1. Fosse Bernardo Bairrão quadro duma gigantesca empresa de curtumes ou professor catedrático numa qualquer prestigiada universidade e a sua surpreendente dispensa, meia dúzia de horas antes de tomar posse, não teria merecido parangonas de jornais e inúmeros comentários. Mas não, o ex-futuro secretário de Estado da Administração Interna era administrador do canal de televisão líder de audiências em Portugal. A isto acresce o facto de esse canal ter sido acusado, justa ou injustamente, de sucumbir a pressões políticas e de alguns seus jornalistas terem feito campanhas contra antigos responsáveis governamentais de forma fundada ou não.

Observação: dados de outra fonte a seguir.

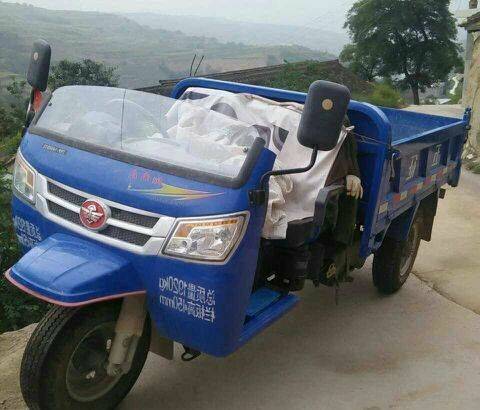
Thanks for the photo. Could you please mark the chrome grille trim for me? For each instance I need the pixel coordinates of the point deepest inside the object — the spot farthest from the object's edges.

Parece não ter espantado ninguém que as primeiras explicações para o despedimento pré- -contratual tivessem como sustento a posição de Bernardo Bairrão sobre a privatização da RTP. Porém, parece claro que a explicação não pode ser essa.
Em primeiro lugar, a opinião do gestor era bem conhecida e não pode passar pela cabeça de ninguém que o primeiro-ministro a desconhecesse. Por outro lado, mal estávamos se um ministro convidasse um secretário de Estado sem o consentimento do primeiro-ministro.
Em segundo lugar, se as opiniões sobre a privatização dum canal público fossem vitais para o Governo, não existiria coligação. A posição de Paulo Portas é clara e isso não impediu o acordo com o CDS. E, convenhamos, que importa a opinião sobre a RTP dum secretário de Estado da Administração Interna?
Falou-se depois de outras razões relacionadas com o despedimento de jornalistas, feitos pela Administração da TVI, na sequência do caso Freeport. Que teriam existido pressões para que Bernardo Bairrão fosse "castigado" por ter colaborado ou consentido no afastamento desses jornalistas. É praticamente impossível acreditar nesta versão. Imagine-se o que seria um primeiro-ministro ceder a este género de pressões, viessem elas donde viessem.
O que se passou, então?
Foi-nos prometida verdade e absoluta clareza. Sabemos que é necessária mais transparência na relação entre o poder político e vários sectores de actividade. Temos fortes indícios de que as relações entre os vários governos e a comunicação social foram pouco saudáveis.
Vimos dum período em que se especulou demasiado sobre esse perigoso relacionamento. Foram feitas acusações, levantaram-se suspeitas e chegou-se mesmo a pôr em causa a liberdade de imprensa e de expressão - em alguns casos de forma absolutamente patética.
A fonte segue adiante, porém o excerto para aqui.